Avec l'essor des vitrages à haute performance énergétique, les châssis de grandes dimensions claquent sous l'effet des contraintes thermiques. Une étude originale pour localiser la source de ces bruits impulsionnels.
Un claquement bref, répété, sans cause apparente. Les entreprises de menuiserie le connaissent bien — et le redoutent. Ces bruits de "popping" liés aux contraintes thermiques dans les châssis de grandes baies vitrées sont difficiles à diagnostiquer, coûteux à corriger, et parfois sans solution sans remplacement complet du châssis. Le problème : personne ne sait où chercher.
L'usage croissant de vitrages à triple vitrage et de profilés de grandes dimensions a amplifié les contraintes thermiques dans les châssis. Sous l'effet de la dilatation différentielle des matériaux, des micro-glissements se produisent aux jonctions et fixations — chacun générant un bruit impulsionnel bref et sec.
Le diagnostic habituel repose sur le tâtonnement : l'entrepreneur desserre une fixation, attend, resserre, recommence.

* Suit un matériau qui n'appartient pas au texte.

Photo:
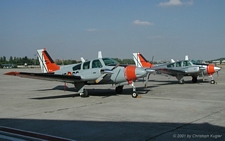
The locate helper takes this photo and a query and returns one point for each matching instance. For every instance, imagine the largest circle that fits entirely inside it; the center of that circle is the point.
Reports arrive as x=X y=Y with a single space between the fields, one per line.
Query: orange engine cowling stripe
x=210 y=69
x=130 y=73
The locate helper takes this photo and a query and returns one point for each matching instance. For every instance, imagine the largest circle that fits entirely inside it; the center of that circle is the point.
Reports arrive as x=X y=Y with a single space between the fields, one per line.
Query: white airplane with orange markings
x=179 y=69
x=96 y=71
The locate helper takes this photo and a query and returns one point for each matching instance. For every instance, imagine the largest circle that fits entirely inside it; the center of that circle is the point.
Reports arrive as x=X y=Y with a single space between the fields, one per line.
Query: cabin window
x=86 y=65
x=186 y=63
x=109 y=62
x=96 y=64
x=77 y=67
x=170 y=65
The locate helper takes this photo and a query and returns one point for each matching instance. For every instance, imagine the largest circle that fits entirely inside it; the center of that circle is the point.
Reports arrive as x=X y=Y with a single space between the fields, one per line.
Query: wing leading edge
x=47 y=76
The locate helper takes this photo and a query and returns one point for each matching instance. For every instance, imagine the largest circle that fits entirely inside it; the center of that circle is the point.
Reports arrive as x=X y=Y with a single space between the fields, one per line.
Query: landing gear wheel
x=119 y=89
x=134 y=94
x=194 y=79
x=84 y=94
x=181 y=81
x=212 y=82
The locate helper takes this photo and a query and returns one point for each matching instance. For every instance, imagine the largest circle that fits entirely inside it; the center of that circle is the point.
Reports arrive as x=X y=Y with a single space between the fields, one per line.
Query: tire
x=212 y=82
x=194 y=79
x=134 y=94
x=85 y=93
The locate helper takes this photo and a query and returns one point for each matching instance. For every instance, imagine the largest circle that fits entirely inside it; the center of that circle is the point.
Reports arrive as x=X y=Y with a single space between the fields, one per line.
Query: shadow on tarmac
x=104 y=93
x=118 y=130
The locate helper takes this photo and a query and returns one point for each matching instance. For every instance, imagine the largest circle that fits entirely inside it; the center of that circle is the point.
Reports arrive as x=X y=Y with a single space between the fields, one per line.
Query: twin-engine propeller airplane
x=97 y=71
x=179 y=69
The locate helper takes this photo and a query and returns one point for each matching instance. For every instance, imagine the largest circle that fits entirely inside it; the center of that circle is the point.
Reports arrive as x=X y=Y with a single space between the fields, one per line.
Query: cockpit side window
x=109 y=61
x=77 y=67
x=96 y=64
x=86 y=65
x=186 y=63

Processus long, coûteux, et souvent infructueux. Au moment de cette étude, aucune publication scientifique ne traitait de la localisation de ces sources.
« Le problème est simple à entendre, mais presque impossible à localiser à l'œil nu — les vibrations se propagent dans tout le châssis avant d'émettre dans l'air. »
Détection du premier accéléromètre atteint par la vibration — manuellement et via le détecteur AIC automatique.
Transformation chirplet pour représenter l'évolution spectrale du signal dans le temps — séparation des modes A0 (dispersif) et S0 (non dispersif).
Idée originale : utiliser la dispersion de l'onde A0 pour remonter à la source — backpropagation jusqu'à reconstruction d'une impulsion localisée.
Dans les profilés aluminium minces des châssis, les vibrations se propagent sous forme d'ondes de Lamb — le même type d'ondes utilisé en contrôle non destructif et en surveillance structurale des avions. Ces ondes présentent deux modes fondamentaux : le mode symétrique S0, rapide et peu dispersif, et le mode antisymétrique A0, plus lent et fortement dispersif.
Cette dispersion — le fait que chaque fréquence voyage à une vitesse différente — est habituellement une complication. L'idée originale de ce travail est d'en faire un avantage : plus l'onde A0 est dispersée sur la représentation temps-fréquence, plus la source est loin de l'accéléromètre.
La piste la plus originale de ce travail consiste à exploiter la nature dispersive de l'onde A0 pour remonter algorithmiquement à la source. L'idée : si l'on connaît la courbe de vitesse de groupe du mode A0, on peut inverser la propagation — "défaire" la dispersion jusqu'à ce que l'énergie du signal se reconcentre en un point temporel unique, correspondant à l'instant et à la position de la source impulsionnelle.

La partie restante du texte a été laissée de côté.